P.B. Die Frage ist aber, ob das Wunschbild der virtuellen Realität unser Wunschbild ist oder ein uns aufoptruiertes. Das würde einen weiteren Unterschied machen.
Zumindest in unserem Bewusstsein verschwindet die Realität.
Sie „geht im
Hyperrealismus unter, in der exakten Verdoppelung des Realen,
vorzugsweise auf
der Grundlage eines anderen Mediums – Werbung, Photo, etc. –
und von Medium zu
Medium verflüchtigt sich das Reale, es wird zur Allegorie des
Todes …"
P.B. Mit dem letzten Teil bin ich nicht ganz einverstanden. Das Reale gibt es und es holt bisweilen den Internetbenutzer radikal ein. Es gibt ja immer noch Jobs, Rechnungen zu Bezahlen, Beziehungen zu leben. Da erscheint mir die angesprochene Allegorie des Todes als „over the top“. Und gerade was die angesprochene Werbung angeht, so wird überall geworben. Die Werbung hat nicht mehr den Einfluß den sie einmal hatte, gerade dadurch, dass überall und exzessiv für alle Mögliche geworben wird. Die Werbebanner nimmt ja schon keiner mehr wahr.
Zitat ENDE.
In diesem Text wird das Problem der geistigen Entfremdung des
Users von der Realität angesprochen. Der Cyberspace droht zur
wahren Wirklichkeit zu mutieren - während die eigentliche
Realität (die Welt der Menschen und Dinge) in ein scheinhaftes
Sein versinkt.
P.B. Aber offensichtlich sind diese Realitäten miteinander oft genug verwoben. Die Seiten auf denen z.B. Al Queida Nachwuchs sucht dienen dazu, bestimmte Zielgruppen aus bestimmten kritischen Bereichen der Realität anzuwerben und kriminelle Akte in der Realität durchführen zu lassen. Ich glaube auch, da das Internet nicht die erste „Scheinwelt“ der Geschichte ist, sondern lediglich die bisher größte, dass der Effekt der exklusiven Scheinrealität hier überschätzt wird. Viel mehr sehe ich die Gefahren und Möglichkeiten, über diese Scheinwelt Einfluß auf die reale Welt zu nehmen als zentralen Punkt an.

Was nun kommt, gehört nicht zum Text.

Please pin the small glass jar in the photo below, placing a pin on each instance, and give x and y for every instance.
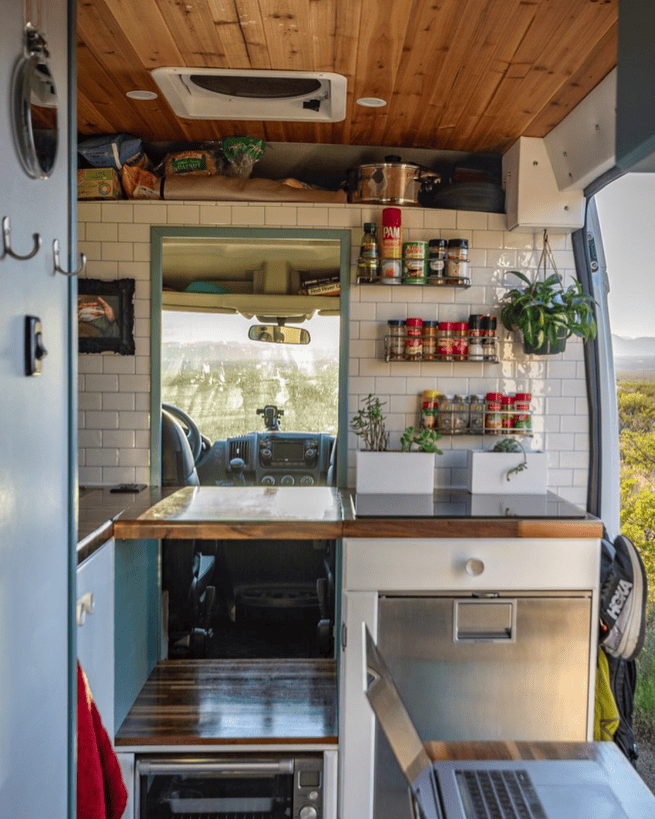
(476, 413)
(461, 413)
(436, 261)
(396, 339)
(460, 341)
(445, 414)
(429, 340)
(475, 325)
(493, 416)
(476, 350)
(445, 341)
(428, 413)
(507, 402)
(413, 339)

Hollywood hatte dieses Problem in zwei Movies thematisiert,
basierend auf Grundideen von William Gibson, der in den 80ern
den Ausdruck „Cyberspace“ einführte: die Movies waren „Johnny
Mnemonic“ mit Keanu Reeves (hier machte ein Bekannter von mir
die Visual Effects) und „Matrix“, wieder mit Keanu. In
„Matrix“ wird das Problem radikalisiert: die Realität entpuppt
sich als Cyberspace, als eine von Maschinen induzierte
Scheinwelt.
P.B. Bei Johnny Mnemonic geht es aber genau um den Einfluß von Information. Information soll gestohlen werden bzw. geheim gehalten werden um Geld in der realen Welt zu verdienen. Frage nebenbei, der Bekannte war der, der Dir ein paar Tausend für den Drehbuch-Kurs abgeknöpft hat? Oder verwechsle ich da was?
Egal, was Matrix angeht, gebe ich Dir Recht, hier hatten wir das Modell einer absoluten Scheinwelt, aber selbst diese ist nicht völlig frei vom Einfluß der realen Welt. Wobei sich in Matrix natürlich auch eine philosophische Frage stellt. Wenn die Scheinwelt die einzige Welt ist, wenn die Menschen nur noch in ihr existieren, wird sie dann nicht zu deren Realität?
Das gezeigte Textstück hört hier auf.